Planting

Your February gardening to-do list

Water, deadhead, collect seeds and care for your lawn as the warm weather continues

Feb-garden_F

 

Watering the garden is essential at this time of year but it can be costly to your wallet and also to plants if you don’t get it right. Some gardeners find it quite pleasant to water in the evening after dinner but wet leaves during the night can cause fungal diseases on many plants, particularly roses. Early morning is best so moisture can be absorbed into the soil before the sun dries it out.

Deadheading spent blooms is a great way to encourage plants into a second bout of flowering. However leaving some of the flowers to produce seed is even better as you can store it over winter to grow new plants for next season. Seed must be dry so don’t collect it on a rainy day, and store in a paper bag or envelope (not plastic) somewhere cool and dry. Don’t forget to label with plant name (even the best gardeners sometimes do this).

Flowering annuals and perennials that grow easily from seed include aquilegia, Californian lilac, cosmos, delphinium, dietes, helleborus, honesty, libertia, lupin, nasturtium, poppy, rengarenga lily, snapdragon, sunflower and sweet peas.

Tall perennials (lilies, dahlias, hollyhocks, delphiniums, salvia) can flop very quickly when the wind whips up so stake them before that happens. There are some very cool-looking plant supports available now that can add a valuable structural element to garden beds.

To keep lawns looking healthy in mid summer it’s important to protect the roots of grass plants from the heat. Scalping the lawn too closely will expose the roots to the hot sun but if you raise mower blades a little higher they’ll have more shade. Don’t give the lawn too much fertiliser either as it can make grass soft and lanky and therefore more susceptible to drought.

Trim English (Lavandula angustifolia) and French lavenders (Lavandula stoechas) to the top of the foliage but not into old wood. Wait until March to cut back larger Lavandula dentata bushes.

Cut back roses and feed with a rose fertiliser to encourage more flowers.

On the subject of roses, some gardeners say that planting scented geraniums around plants will repel pests and fungal diseases. Worth a try as they look pretty together anyway.

Warm air encourages white fly, aphids and other sap-sucking insects that can infest ornamental shrubs and trees. As well as thinning out branches to increase air circulation in shrubs and trees try spraying leaves weekly with organic Neem oil.

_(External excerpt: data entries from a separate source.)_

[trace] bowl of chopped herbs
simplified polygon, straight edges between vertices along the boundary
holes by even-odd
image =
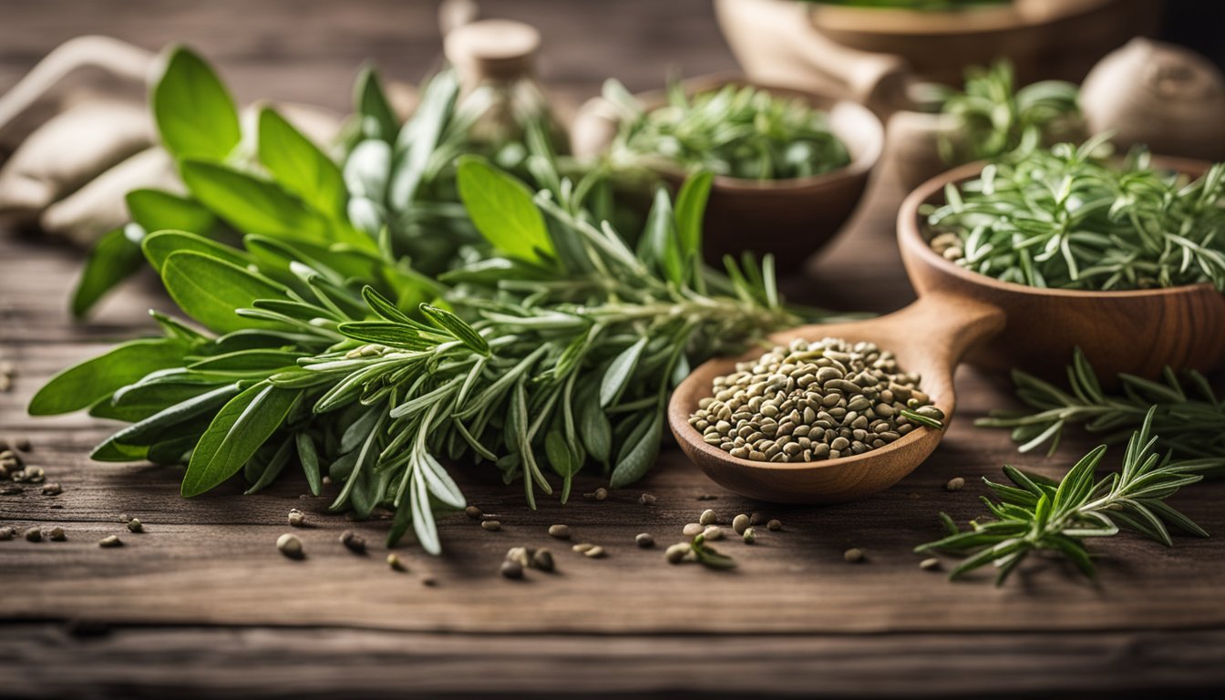
[[[860,104],[736,76],[630,94],[609,81],[575,125],[576,154],[599,158],[631,189],[714,175],[704,221],[708,261],[750,250],[802,266],[846,222],[883,146]]]
[[[969,362],[1040,376],[1080,348],[1106,378],[1225,358],[1225,164],[1111,153],[1105,137],[971,163],[898,215],[920,295],[1002,309]]]

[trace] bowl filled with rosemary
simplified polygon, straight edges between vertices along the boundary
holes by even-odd
[[[920,295],[1001,309],[1007,325],[969,362],[1050,376],[1080,348],[1106,378],[1225,358],[1225,165],[1133,152],[1104,137],[921,185],[898,215]]]
[[[881,121],[860,104],[737,76],[637,96],[610,81],[572,130],[573,152],[631,189],[710,172],[706,259],[750,249],[774,254],[780,270],[801,267],[842,228],[882,147]]]

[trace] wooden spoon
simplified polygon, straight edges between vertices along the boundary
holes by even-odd
[[[850,342],[871,341],[893,351],[907,371],[918,371],[920,387],[944,412],[946,425],[953,417],[957,397],[953,370],[975,343],[1005,326],[998,308],[964,297],[932,293],[900,311],[866,321],[800,326],[769,337],[785,346],[795,338],[824,337]],[[739,358],[712,359],[695,369],[673,392],[668,423],[681,449],[719,484],[747,496],[777,503],[840,503],[881,492],[909,474],[943,436],[942,430],[918,428],[884,447],[817,462],[753,462],[733,457],[702,440],[688,424],[703,397],[710,396],[715,376],[730,374],[737,362],[756,359],[761,349]]]

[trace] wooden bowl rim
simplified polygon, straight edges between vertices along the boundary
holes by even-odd
[[[1212,167],[1212,164],[1205,161],[1176,158],[1171,156],[1154,156],[1153,164],[1161,169],[1192,177],[1200,177],[1208,170],[1208,168]],[[1177,287],[1158,287],[1153,289],[1117,289],[1112,292],[1030,287],[1028,284],[996,280],[995,277],[989,277],[986,275],[974,272],[973,270],[967,270],[949,260],[944,260],[944,257],[937,255],[936,251],[931,249],[931,245],[929,245],[924,239],[922,224],[920,223],[922,217],[919,213],[919,207],[925,204],[932,204],[940,199],[941,194],[944,191],[944,185],[974,179],[982,173],[982,168],[986,165],[986,161],[967,163],[936,175],[915,188],[915,190],[911,191],[902,202],[902,207],[898,210],[898,245],[903,250],[909,250],[910,253],[918,255],[927,266],[938,270],[942,275],[956,277],[968,284],[987,287],[1003,294],[1014,294],[1018,297],[1054,297],[1077,300],[1118,302],[1122,299],[1134,298],[1200,294],[1205,291],[1220,294],[1220,291],[1218,291],[1216,287],[1209,282],[1197,282],[1194,284],[1181,284]],[[913,276],[911,282],[914,282]]]
[[[872,172],[872,168],[881,159],[881,154],[884,152],[884,125],[881,119],[872,113],[871,109],[864,107],[862,104],[854,102],[851,99],[844,99],[840,97],[834,97],[831,94],[823,94],[818,92],[799,89],[795,87],[783,86],[769,81],[753,80],[740,72],[718,72],[695,76],[680,81],[681,87],[685,89],[686,94],[695,94],[698,92],[707,92],[719,89],[726,85],[735,85],[740,87],[752,86],[758,89],[763,89],[771,94],[793,97],[802,99],[809,103],[809,105],[815,109],[821,109],[829,115],[833,115],[835,109],[849,110],[853,113],[853,118],[856,120],[862,120],[865,124],[872,127],[872,142],[869,147],[859,156],[851,154],[850,163],[840,168],[834,168],[827,173],[821,173],[820,175],[806,175],[804,178],[786,178],[779,180],[752,180],[748,178],[733,178],[729,175],[714,175],[713,185],[715,189],[731,191],[731,192],[795,192],[795,194],[811,194],[815,190],[821,190],[827,188],[831,183],[840,183],[844,180],[851,180],[855,178],[866,177]],[[652,112],[663,107],[668,99],[668,91],[657,88],[649,89],[647,92],[639,92],[633,96],[643,107],[644,110]],[[831,124],[831,131],[843,142],[846,143],[846,139],[838,132],[834,124]],[[660,174],[669,175],[677,179],[685,179],[688,177],[688,172],[684,168],[677,168],[668,164],[652,164],[650,168]]]

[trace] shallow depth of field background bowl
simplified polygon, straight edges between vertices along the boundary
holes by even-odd
[[[1154,165],[1199,177],[1208,164],[1154,158]],[[948,183],[973,179],[982,163],[933,178],[907,197],[898,213],[898,244],[920,295],[941,293],[1003,310],[1007,325],[974,348],[967,362],[992,373],[1012,368],[1063,376],[1080,347],[1104,380],[1121,371],[1154,378],[1164,365],[1210,371],[1225,360],[1225,295],[1212,284],[1164,289],[1079,292],[1025,287],[964,270],[937,255],[924,235],[925,202],[942,204]]]
[[[703,224],[703,255],[720,265],[724,255],[751,250],[773,253],[780,271],[795,271],[824,245],[859,204],[869,174],[881,157],[884,129],[869,109],[854,102],[745,80],[740,76],[703,76],[681,83],[688,94],[718,89],[725,85],[752,85],[779,97],[802,99],[829,113],[831,131],[850,152],[849,164],[821,175],[786,180],[714,178]],[[666,103],[664,91],[636,96],[646,109]],[[576,156],[590,157],[605,151],[616,132],[601,108],[600,98],[579,109],[572,129]],[[685,173],[659,167],[657,172],[673,186]]]

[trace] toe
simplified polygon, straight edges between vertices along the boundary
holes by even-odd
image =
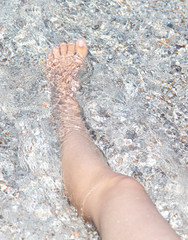
[[[76,53],[79,57],[85,58],[88,53],[86,42],[83,39],[76,41]]]
[[[62,57],[65,57],[67,54],[67,44],[66,43],[61,43],[60,44],[60,53]]]
[[[54,58],[58,59],[60,57],[60,48],[56,46],[53,48],[52,51],[53,51]]]
[[[53,59],[54,59],[53,52],[50,51],[50,52],[48,53],[48,61],[51,62],[51,61],[53,61]]]
[[[72,56],[72,55],[74,55],[74,52],[75,52],[74,43],[68,43],[67,55]]]

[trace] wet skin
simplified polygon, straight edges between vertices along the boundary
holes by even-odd
[[[66,194],[78,213],[96,226],[102,239],[180,239],[142,185],[113,172],[90,139],[74,97],[79,89],[77,74],[87,53],[86,43],[80,39],[75,45],[54,47],[47,60]]]

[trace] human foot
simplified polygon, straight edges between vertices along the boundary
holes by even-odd
[[[79,88],[77,74],[84,65],[87,52],[85,41],[80,39],[75,45],[62,43],[48,54],[46,75],[52,88],[53,113],[59,125],[60,142],[65,140],[65,135],[80,130],[82,126],[80,108],[74,92]]]
[[[77,74],[87,56],[87,45],[83,39],[74,43],[60,44],[48,54],[46,75],[52,87],[58,93],[72,95],[78,89]]]

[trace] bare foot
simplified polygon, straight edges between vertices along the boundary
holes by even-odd
[[[69,95],[78,89],[77,74],[87,56],[87,45],[83,39],[74,43],[60,44],[48,54],[46,75],[52,87],[60,93]]]
[[[59,124],[58,135],[63,142],[65,135],[80,130],[80,108],[74,98],[79,88],[78,71],[84,65],[88,49],[83,39],[74,43],[62,43],[48,54],[46,75],[52,91],[54,116]]]

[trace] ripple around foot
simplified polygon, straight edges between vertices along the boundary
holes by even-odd
[[[99,238],[63,194],[43,74],[53,46],[85,38],[91,64],[77,98],[91,136],[187,240],[186,1],[11,0],[0,9],[0,238]]]

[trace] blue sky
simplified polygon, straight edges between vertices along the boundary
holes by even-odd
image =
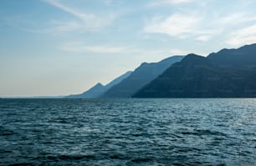
[[[253,0],[1,0],[0,96],[79,93],[142,62],[256,43]]]

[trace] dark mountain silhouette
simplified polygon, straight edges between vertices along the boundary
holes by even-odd
[[[222,49],[209,54],[207,58],[223,68],[255,68],[256,44],[245,45],[238,49]]]
[[[135,98],[256,97],[256,45],[189,54],[138,91]]]
[[[157,78],[172,64],[180,62],[183,56],[173,56],[159,63],[143,63],[131,75],[113,86],[103,94],[103,98],[130,98],[142,87]]]
[[[127,72],[125,74],[118,77],[117,78],[111,81],[110,83],[106,84],[105,86],[102,85],[101,83],[97,83],[89,90],[84,92],[81,94],[73,94],[66,96],[66,98],[96,98],[100,97],[105,92],[109,90],[111,87],[115,86],[120,83],[123,79],[126,78],[131,75],[132,72]]]

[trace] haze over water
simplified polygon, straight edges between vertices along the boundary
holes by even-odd
[[[256,99],[1,99],[0,165],[254,165]]]

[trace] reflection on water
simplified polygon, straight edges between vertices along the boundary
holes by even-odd
[[[254,165],[256,99],[2,99],[0,165]]]

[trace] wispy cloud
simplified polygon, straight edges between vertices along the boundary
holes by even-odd
[[[209,21],[209,18],[212,21]],[[207,13],[185,11],[183,13],[176,13],[166,18],[153,17],[147,22],[143,31],[146,33],[164,33],[179,39],[190,38],[198,42],[207,42],[218,35],[228,36],[234,31],[238,31],[239,34],[238,29],[241,28],[241,25],[255,21],[256,17],[246,12],[231,13],[227,15],[217,13],[209,16]],[[254,32],[253,29],[251,32]],[[246,41],[253,40],[252,38],[248,37]],[[226,43],[234,43],[231,41]]]
[[[71,21],[54,21],[51,22],[54,27],[52,31],[58,33],[68,31],[86,31],[98,30],[109,26],[115,18],[115,14],[97,15],[95,13],[87,13],[79,11],[77,8],[71,8],[58,0],[42,0],[67,13],[76,18]]]
[[[196,26],[200,20],[201,18],[198,17],[176,13],[166,19],[153,18],[144,28],[144,31],[146,33],[166,33],[170,36],[181,37],[182,34],[196,32]]]
[[[226,41],[230,46],[241,46],[256,43],[256,24],[233,32]]]
[[[73,53],[121,53],[127,50],[121,47],[110,47],[105,45],[91,46],[82,42],[68,43],[60,47],[61,50]]]
[[[192,0],[158,0],[154,1],[149,4],[150,7],[156,7],[156,6],[161,6],[161,5],[177,5],[182,3],[192,3]]]

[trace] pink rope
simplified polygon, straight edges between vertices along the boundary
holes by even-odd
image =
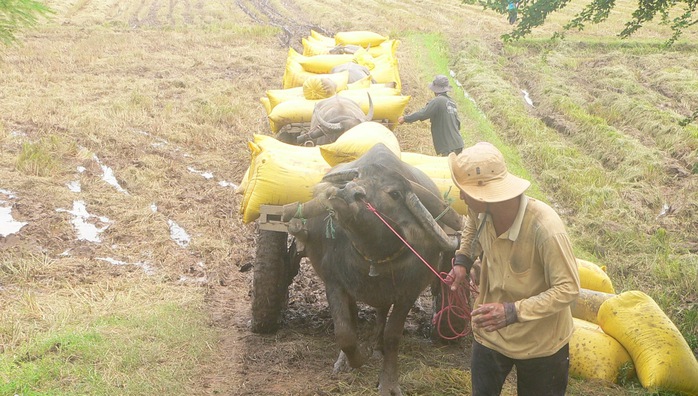
[[[453,277],[445,272],[439,273],[434,269],[433,266],[431,266],[419,253],[417,253],[416,250],[400,235],[390,224],[388,224],[387,221],[383,218],[383,216],[378,213],[378,210],[371,205],[369,202],[364,202],[366,204],[366,207],[368,210],[373,212],[379,219],[380,221],[385,224],[390,231],[395,234],[402,243],[407,246],[412,253],[414,253],[419,260],[424,263],[424,265],[429,268],[429,270],[436,275],[439,280],[441,281],[441,309],[439,309],[438,312],[434,313],[434,316],[432,318],[432,325],[436,325],[437,332],[439,334],[439,337],[445,339],[445,340],[455,340],[460,337],[465,337],[468,334],[470,334],[470,299],[469,299],[469,293],[468,292],[473,292],[477,293],[477,286],[473,285],[472,282],[470,282],[469,287],[459,287],[458,290],[455,292],[451,292],[451,284],[453,283],[454,279]],[[453,264],[451,264],[453,266]],[[452,336],[446,336],[442,332],[441,326],[442,323],[444,322],[444,316],[445,316],[445,321],[448,324],[449,330]],[[461,322],[465,323],[465,328],[464,329],[456,329],[456,324],[454,323],[456,320],[459,320]]]

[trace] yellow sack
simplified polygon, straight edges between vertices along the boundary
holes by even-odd
[[[363,48],[354,53],[353,62],[361,66],[365,66],[368,70],[373,70],[373,68],[376,67],[376,62],[373,59],[373,55]]]
[[[250,168],[247,168],[245,171],[245,174],[242,176],[242,180],[240,181],[240,184],[237,186],[235,189],[235,194],[238,195],[245,195],[245,189],[247,189],[247,184],[250,181]]]
[[[310,122],[315,104],[319,100],[293,99],[281,102],[269,113],[272,132],[277,133],[291,123]]]
[[[396,88],[402,89],[400,80],[400,72],[398,70],[397,59],[390,58],[385,60],[376,60],[376,66],[371,70],[371,77],[378,83],[394,82]]]
[[[361,80],[354,81],[353,83],[347,84],[347,89],[367,89],[371,87],[371,76],[366,76]]]
[[[303,70],[317,74],[327,74],[332,71],[335,66],[354,61],[354,55],[351,54],[325,54],[314,56],[298,55],[296,58],[298,63],[303,67]]]
[[[587,322],[599,323],[597,316],[601,304],[615,296],[615,294],[611,293],[581,288],[579,289],[579,296],[570,306],[572,316]]]
[[[313,187],[330,170],[318,147],[293,146],[265,135],[255,135],[248,146],[252,160],[240,206],[245,223],[259,217],[262,205],[309,201]]]
[[[611,278],[606,274],[605,267],[577,259],[577,269],[579,270],[579,281],[581,287],[589,290],[596,290],[604,293],[615,294]]]
[[[309,38],[313,39],[313,40],[320,41],[320,42],[322,42],[326,45],[332,46],[332,47],[335,46],[335,41],[334,41],[333,37],[325,36],[322,33],[318,33],[312,29],[310,30],[310,37]]]
[[[306,99],[327,99],[337,93],[337,84],[329,77],[310,77],[303,82]]]
[[[451,178],[451,170],[448,168],[447,157],[403,151],[401,159],[426,173],[427,176],[436,183],[436,186],[441,192],[441,198],[444,198],[456,212],[462,215],[468,214],[468,205],[465,204],[465,201],[460,199],[460,190],[453,183],[453,179]]]
[[[342,91],[339,95],[344,95]],[[363,95],[363,99],[355,99],[364,114],[368,114],[368,96]],[[352,98],[353,99],[353,98]],[[371,96],[373,102],[373,119],[376,121],[388,120],[388,128],[392,131],[397,126],[397,119],[405,112],[405,107],[410,101],[410,96],[384,95]]]
[[[269,115],[269,113],[271,113],[271,102],[269,102],[269,98],[259,98],[259,101],[262,103],[262,106],[264,106],[264,111]]]
[[[371,147],[383,143],[400,156],[400,143],[395,134],[380,123],[367,121],[349,129],[333,143],[319,146],[320,154],[332,165],[350,162],[364,155]]]
[[[570,375],[618,383],[635,373],[633,360],[615,338],[598,326],[574,319],[570,340]]]
[[[336,85],[336,91],[343,91],[347,89],[347,82],[349,81],[349,72],[343,71],[340,73],[331,74],[315,74],[315,73],[303,73],[303,82],[297,87],[286,88],[286,89],[269,89],[267,90],[267,98],[269,98],[269,103],[271,108],[274,109],[276,105],[287,100],[294,99],[311,99],[305,96],[305,83],[308,80],[318,80],[318,79],[329,79]],[[298,80],[300,81],[300,79]],[[332,96],[332,95],[330,95]]]
[[[369,31],[351,31],[339,32],[334,35],[334,40],[337,45],[360,45],[364,48],[378,46],[382,44],[388,37],[378,33]]]
[[[632,356],[643,387],[698,395],[698,361],[650,296],[640,291],[621,293],[601,305],[598,319],[603,331]]]

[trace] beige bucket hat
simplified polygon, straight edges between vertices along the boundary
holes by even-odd
[[[481,202],[502,202],[523,194],[528,180],[507,171],[504,156],[490,143],[481,142],[460,154],[448,156],[448,167],[456,186]]]

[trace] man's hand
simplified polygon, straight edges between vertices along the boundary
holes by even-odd
[[[468,281],[468,270],[462,265],[454,265],[449,272],[448,277],[453,279],[451,283],[451,291],[458,290],[461,285],[466,285]]]

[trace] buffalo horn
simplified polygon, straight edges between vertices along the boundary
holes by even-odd
[[[317,106],[316,106],[316,110],[317,110]],[[342,124],[341,124],[341,123],[339,123],[339,122],[329,122],[329,121],[326,121],[326,120],[323,118],[322,112],[321,112],[321,111],[316,111],[316,110],[313,110],[313,114],[317,113],[317,118],[316,118],[316,119],[317,119],[317,122],[318,122],[318,124],[320,124],[321,129],[322,129],[325,133],[328,133],[328,134],[329,134],[329,133],[343,132],[343,131],[342,131]]]
[[[444,230],[436,223],[434,216],[429,213],[427,208],[419,201],[419,197],[413,192],[407,193],[405,202],[410,212],[417,218],[417,221],[425,230],[430,230],[436,242],[438,242],[442,251],[453,251],[458,248],[456,238],[451,238]]]
[[[326,211],[327,208],[325,205],[317,198],[311,199],[303,204],[300,202],[294,202],[283,206],[281,221],[287,222],[294,217],[309,219],[311,217],[321,215]]]
[[[412,191],[417,194],[419,200],[432,216],[438,216],[446,211],[446,213],[441,216],[441,221],[454,231],[460,231],[463,228],[463,216],[460,213],[456,212],[452,207],[447,205],[446,202],[439,198],[439,196],[429,191],[421,184],[413,181],[411,181],[410,184],[412,185]]]

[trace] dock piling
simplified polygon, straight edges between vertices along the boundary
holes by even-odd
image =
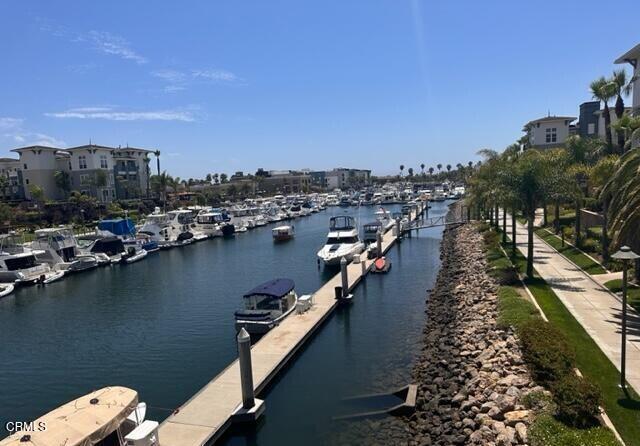
[[[349,276],[347,272],[347,259],[340,259],[340,275],[342,276],[342,297],[349,294]]]
[[[251,337],[247,330],[238,333],[238,361],[240,362],[240,386],[242,387],[242,407],[251,409],[255,403],[253,394],[253,370],[251,367]]]

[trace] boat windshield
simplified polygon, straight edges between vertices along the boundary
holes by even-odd
[[[37,265],[36,258],[33,255],[5,259],[4,263],[7,265],[9,271],[33,268]]]
[[[358,243],[358,237],[329,237],[327,245],[337,245],[342,243]]]

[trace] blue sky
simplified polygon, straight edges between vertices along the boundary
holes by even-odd
[[[637,0],[4,1],[0,156],[129,144],[183,178],[466,163],[577,116],[639,17]]]

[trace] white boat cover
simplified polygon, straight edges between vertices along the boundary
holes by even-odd
[[[105,387],[43,415],[35,420],[32,431],[16,432],[0,441],[0,446],[93,446],[116,430],[137,404],[135,390]],[[38,431],[39,425],[46,430]]]

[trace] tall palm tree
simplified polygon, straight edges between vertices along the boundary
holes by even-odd
[[[604,131],[605,139],[609,151],[613,148],[613,137],[611,136],[611,113],[609,111],[609,101],[615,97],[615,91],[611,82],[605,79],[604,76],[600,76],[589,85],[591,94],[594,99],[604,102]]]
[[[624,68],[613,72],[611,77],[611,89],[616,96],[615,112],[618,121],[624,116],[624,99],[622,96],[629,96],[631,93],[631,83],[627,79],[627,72]],[[618,136],[618,150],[620,153],[624,153],[624,134],[622,132],[616,132]]]
[[[160,176],[160,151],[156,150],[153,154],[156,156],[156,167],[158,168],[158,176]]]

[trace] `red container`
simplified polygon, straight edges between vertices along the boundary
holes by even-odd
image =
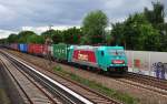
[[[18,43],[12,43],[12,44],[10,44],[10,48],[11,48],[12,50],[17,50],[17,51],[18,51]]]
[[[49,46],[48,45],[43,45],[43,55],[47,55],[48,54],[48,50],[49,49]]]
[[[28,53],[33,53],[33,44],[28,44]]]

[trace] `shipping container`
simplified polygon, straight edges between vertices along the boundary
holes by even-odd
[[[28,53],[33,54],[33,44],[28,44]]]
[[[12,50],[19,50],[19,48],[18,48],[18,43],[12,43],[12,44],[10,44],[10,48],[12,49]]]
[[[28,52],[28,44],[19,44],[19,51],[27,53]]]
[[[68,44],[52,44],[53,58],[61,61],[68,60]]]

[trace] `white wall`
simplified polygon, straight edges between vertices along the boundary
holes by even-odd
[[[129,72],[141,73],[151,76],[163,77],[163,71],[166,71],[165,79],[167,79],[167,52],[151,52],[151,51],[126,51],[128,58]],[[139,64],[135,63],[139,61]],[[164,63],[163,67],[157,67],[157,63]],[[156,74],[159,72],[159,75]]]

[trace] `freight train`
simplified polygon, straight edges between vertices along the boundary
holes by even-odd
[[[45,56],[48,53],[57,61],[77,63],[106,72],[125,73],[128,71],[127,56],[122,46],[91,46],[59,44],[24,44],[12,43],[7,48]]]

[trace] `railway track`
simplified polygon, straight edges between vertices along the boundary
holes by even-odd
[[[23,94],[23,101],[26,104],[62,104],[65,101],[52,96],[47,90],[45,90],[37,81],[35,81],[29,74],[22,71],[9,59],[0,55],[1,66],[9,72],[21,93]],[[19,102],[18,102],[19,103]]]
[[[19,61],[18,59],[16,59],[11,55],[9,55],[8,53],[2,52],[2,54],[6,55],[7,58],[9,58],[10,60],[14,61],[18,66],[20,66],[20,67],[21,67],[21,65],[22,65],[22,67],[27,66],[26,63]],[[33,69],[33,67],[31,67],[31,69]],[[30,67],[29,69],[27,67],[26,71],[28,73],[30,73]],[[72,90],[75,93],[78,93],[78,95],[81,95],[85,98],[89,100],[91,103],[95,103],[95,104],[121,104],[121,103],[119,103],[112,98],[109,98],[102,94],[99,94],[99,93],[97,93],[97,92],[95,92],[88,87],[85,87],[85,86],[82,86],[82,85],[80,85],[73,81],[65,79],[61,75],[58,75],[58,74],[56,75],[55,73],[48,72],[48,71],[45,71],[45,72],[42,71],[42,73],[49,75],[53,80],[57,80],[57,82],[59,82],[62,85],[67,86],[68,89]],[[81,104],[81,102],[76,103],[76,104]]]
[[[136,73],[127,73],[122,82],[128,83],[127,81],[136,82],[143,85],[137,84],[140,87],[151,90],[154,92],[158,92],[160,94],[167,95],[167,81],[159,80],[153,76],[136,74]],[[130,82],[129,82],[130,83]],[[147,86],[145,86],[147,85]]]

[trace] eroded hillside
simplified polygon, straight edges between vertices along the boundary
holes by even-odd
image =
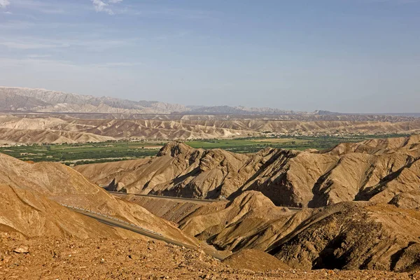
[[[88,164],[92,181],[131,193],[234,197],[258,190],[277,205],[354,200],[420,206],[420,136],[342,144],[330,150],[265,148],[255,154],[167,144],[155,158]]]
[[[106,140],[188,140],[228,139],[270,135],[352,135],[414,134],[418,118],[314,118],[306,120],[239,118],[202,115],[139,115],[134,119],[76,118],[74,115],[20,115],[0,116],[0,141],[12,143],[81,143]],[[86,117],[88,117],[86,116]],[[191,118],[189,118],[191,117]]]
[[[36,232],[39,234],[42,234],[43,231],[48,232],[49,227],[47,226],[51,223],[48,218],[52,218],[54,214],[62,213],[52,223],[58,224],[62,223],[59,220],[65,220],[69,210],[56,203],[59,202],[115,217],[174,240],[192,245],[196,243],[166,220],[156,217],[139,205],[109,195],[64,164],[50,162],[31,164],[0,154],[0,184],[5,190],[3,195],[8,194],[5,201],[9,203],[0,213],[4,221],[1,223],[24,235],[32,235],[29,232],[35,230],[34,227],[40,227]],[[25,212],[23,210],[24,207],[21,207],[22,205],[32,206],[27,207]],[[10,207],[14,207],[15,211],[13,211]],[[24,211],[22,215],[15,215],[21,211]],[[50,211],[54,213],[50,213]],[[34,218],[37,216],[39,216],[38,218]],[[34,219],[31,220],[31,217]],[[33,224],[23,230],[20,227],[25,219],[30,220]],[[67,223],[71,222],[67,220]],[[83,224],[83,220],[78,223]],[[29,226],[30,224],[26,225]],[[44,229],[45,227],[47,228]],[[57,230],[59,228],[58,227]],[[64,230],[62,227],[62,230]]]

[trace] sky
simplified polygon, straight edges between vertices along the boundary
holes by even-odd
[[[420,0],[0,0],[0,85],[420,112]]]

Plant salvias and zinnias for late summer colour.

Add water-retaining crystals to potting mix if your containers are in a hot, sunny spot. This is especially important for hanging baskets and water-hungry plants such as flowering annuals and vegetables. In hot summer weather they will need watering every day (less for succulents).

In warmer areas mophead hydrangeas (Hydrangea macrophylla varieties) can be pruned back after flowering any time from now onwards. Shorten stems to just above an upper pair of fat buds, don’t cut down to the ground or you’ll get no flowers next year.

If you’d love more hydrangeas in the garden save some stems from your pruning to propagate as cuttings for more plants. They usually take quite easily if you pop woody cuttings into a mix of potting compost and crushed pumice. Keep mix moist and remove all but two or three sets of leaves to encourage root growth.

Wait until spring to prune your hydrangeas if you live in a frosty region.